For the salt intake based on 24 hr urine, power calculations showed that this study had sufficient power to detect a reduction of around 1 g in daily salt intake in the total population between 2010 and 2015, given the sample size in 2015 of 289 subjects. To comply with the recommendations of 6 g a day 30–40% salt reduction is needed in major salt contributing foods. In order to detect smaller reductions (of 4–5%) in the mean population intake of salt, which were more likely given the current achievements, would have needed a larger sampling size. Thus, the fact that no changes in population intake were found despite salt reduction in some foods is not in contradiction with each other.

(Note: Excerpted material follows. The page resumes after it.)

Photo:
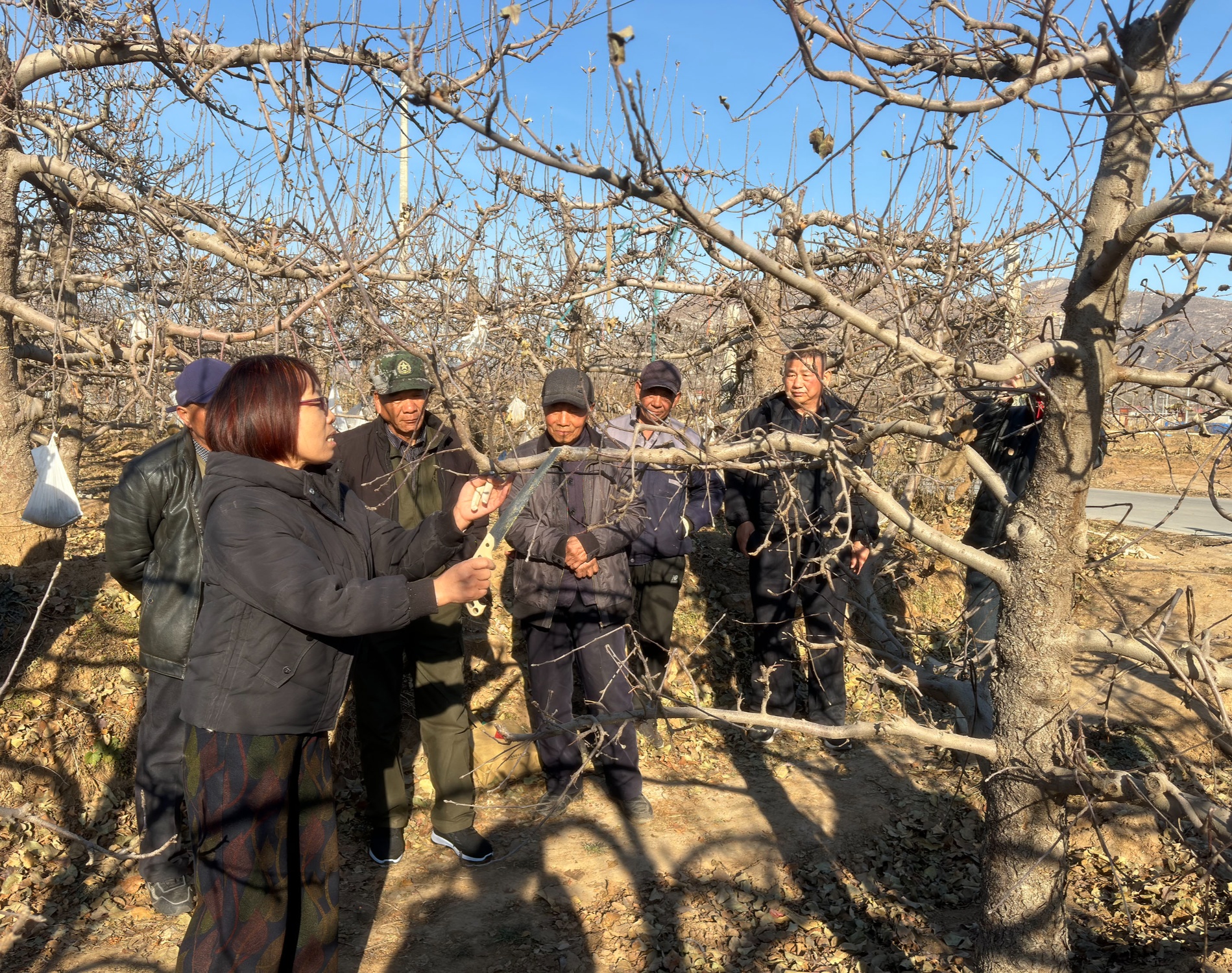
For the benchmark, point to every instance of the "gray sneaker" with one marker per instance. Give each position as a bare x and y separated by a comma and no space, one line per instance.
173,897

Participants for the 24 hr urine study were sampled from a single town in the Netherlands and the participation rate was low; this limits the generalizability of the results from our study to the general population. Compared to the general Dutch population, participants were more likely to be non-smokers and were higher educated. However, as the study characteristics of the study populations over the three years were highly comparable, this study design may demonstrate a trend in salt intake.